Die andere Seite der „Medaille“: Immer mehr Flüchtlinge tauchen unter, um sich der Zwangsrückkehr zu entziehen. Allein in Hamburg verschwanden zwischen Juli und Dezember 1993 offiziell 2789 Personen in die Illegalität – hinzu kommt die Dunkelziffer sowie die große Zahl von „illegal“ Eingereisten. Bundesweit sind 100.000 Menschen untergetaucht – darunter Familien und Minderjährige.

„Für Untergetauchte entfällt jede Art staatlicher Leistung,“ prangert Menzel an. Sie erhielten weder Sozialhilfe noch Lebensmittel oder medizinische Betreuung. Wenn sie nicht irgendwo unterschlüpfen könnten, seien sie obdachlos. Um überleben zu können, müßten sie sich der Willkür bei Schwarzarbeit aussetzen. Menzel: „Wenn Freunde und Arbeit nicht zu finden sind, bleiben nur Ladendiebstahl, Prostitution und die Versuchung des Drogenhandels – Kriminalität wird zur überlebens-notwendigen Folge des illegalen Aufenthalts.“

Während früher das Ausländergesetz noch die Chance bot, eine Duldung zu bekommen, wenn im Heimatland Leib und Leben bedroht waren, werde nun rigoros abgeschoben – oft ohne rechtliches Gehör. Selbst Minderjährige geraten, so der Vorwurf, immer mehr in die Klauen der Abschieber. So würde das Alter von Kindern einfach auf 16 Jahre „hochgeschätzt“, um diese dann ohne Vormund abschieben zu können oder Minderjährige über 16 Jahren – trotz festen Wohnsitzes – einfach in Abschiebehaft gesteckt. Dieses Vorgehen verstößt laut terre des hommes gegen die Uno-Kinderschutzprävention. Menzel fordert: „Der Kinder- und Jugendschutz muß ausdrücklich Vorrang vor dem Ausländerrecht haben.“ Er fordert Kirchen und die Bevölkerung auf, Flüchtlingen aufzunehmen oder sie zu verstecken, bis ihre Verfahren rechtlich korrekt abgeschlossen seien.
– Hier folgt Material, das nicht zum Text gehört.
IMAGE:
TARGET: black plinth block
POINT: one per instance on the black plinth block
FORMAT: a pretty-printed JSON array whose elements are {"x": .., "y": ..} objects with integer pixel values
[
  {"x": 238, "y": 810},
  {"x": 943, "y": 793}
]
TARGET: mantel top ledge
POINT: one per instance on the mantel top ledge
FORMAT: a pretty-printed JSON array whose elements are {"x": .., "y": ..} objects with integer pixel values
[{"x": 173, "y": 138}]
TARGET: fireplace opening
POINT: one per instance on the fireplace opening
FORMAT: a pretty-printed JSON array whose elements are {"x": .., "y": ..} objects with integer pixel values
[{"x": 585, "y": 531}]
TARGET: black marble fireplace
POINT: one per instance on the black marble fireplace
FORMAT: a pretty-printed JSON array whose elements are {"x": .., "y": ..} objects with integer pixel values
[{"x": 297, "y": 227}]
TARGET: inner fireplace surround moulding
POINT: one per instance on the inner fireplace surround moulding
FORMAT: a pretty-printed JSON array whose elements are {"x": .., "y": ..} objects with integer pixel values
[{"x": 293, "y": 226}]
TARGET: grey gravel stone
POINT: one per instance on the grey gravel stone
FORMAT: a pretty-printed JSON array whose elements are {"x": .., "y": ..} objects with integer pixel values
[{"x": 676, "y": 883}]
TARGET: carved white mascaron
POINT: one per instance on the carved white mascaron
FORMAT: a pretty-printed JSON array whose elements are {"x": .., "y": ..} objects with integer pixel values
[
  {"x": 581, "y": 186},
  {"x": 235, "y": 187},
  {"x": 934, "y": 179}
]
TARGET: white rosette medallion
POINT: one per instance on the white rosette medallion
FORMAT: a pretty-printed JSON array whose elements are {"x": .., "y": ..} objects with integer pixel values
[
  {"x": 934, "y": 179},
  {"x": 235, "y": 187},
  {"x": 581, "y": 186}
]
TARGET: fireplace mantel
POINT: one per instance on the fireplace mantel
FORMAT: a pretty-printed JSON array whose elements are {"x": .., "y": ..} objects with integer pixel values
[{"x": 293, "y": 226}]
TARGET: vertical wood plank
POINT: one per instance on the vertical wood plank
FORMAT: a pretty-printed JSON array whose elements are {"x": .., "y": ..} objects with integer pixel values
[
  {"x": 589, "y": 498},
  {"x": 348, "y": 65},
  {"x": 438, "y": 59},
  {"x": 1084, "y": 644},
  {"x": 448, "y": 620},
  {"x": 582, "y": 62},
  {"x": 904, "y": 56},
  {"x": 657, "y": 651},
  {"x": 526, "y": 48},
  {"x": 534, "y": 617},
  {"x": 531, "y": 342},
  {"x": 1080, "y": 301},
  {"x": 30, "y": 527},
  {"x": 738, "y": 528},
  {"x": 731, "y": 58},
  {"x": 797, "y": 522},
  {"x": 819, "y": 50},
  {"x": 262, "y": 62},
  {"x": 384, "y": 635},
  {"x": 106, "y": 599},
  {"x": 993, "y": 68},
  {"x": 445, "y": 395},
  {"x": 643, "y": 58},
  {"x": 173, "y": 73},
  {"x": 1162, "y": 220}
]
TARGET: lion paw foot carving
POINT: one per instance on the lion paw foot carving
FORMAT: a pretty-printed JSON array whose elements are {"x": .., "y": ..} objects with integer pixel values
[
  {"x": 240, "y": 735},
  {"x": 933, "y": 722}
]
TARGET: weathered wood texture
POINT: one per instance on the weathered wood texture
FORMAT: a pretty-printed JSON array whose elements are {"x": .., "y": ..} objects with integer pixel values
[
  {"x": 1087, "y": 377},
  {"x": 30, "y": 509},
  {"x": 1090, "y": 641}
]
Unterdessen haben sich die Innenminister von Bund und Ländern nicht auf einen Abschiebestopp für Kurden einigen können. Obwohl diese Maßnahme in Hamburg bis gestern befristet war, werden vorerst nach Angaben von Innenbehördensprecher Peter Kelch keine Kurden aus den direkten Kriegsgebieten in ihre Heimat abgeschoben – wer hingegen aus der Nachbarprovinz kommt, hat Pech gehabt. Für ihn steht der Abschiebeflieger in Fuhlsbüttel weiterhin bereit.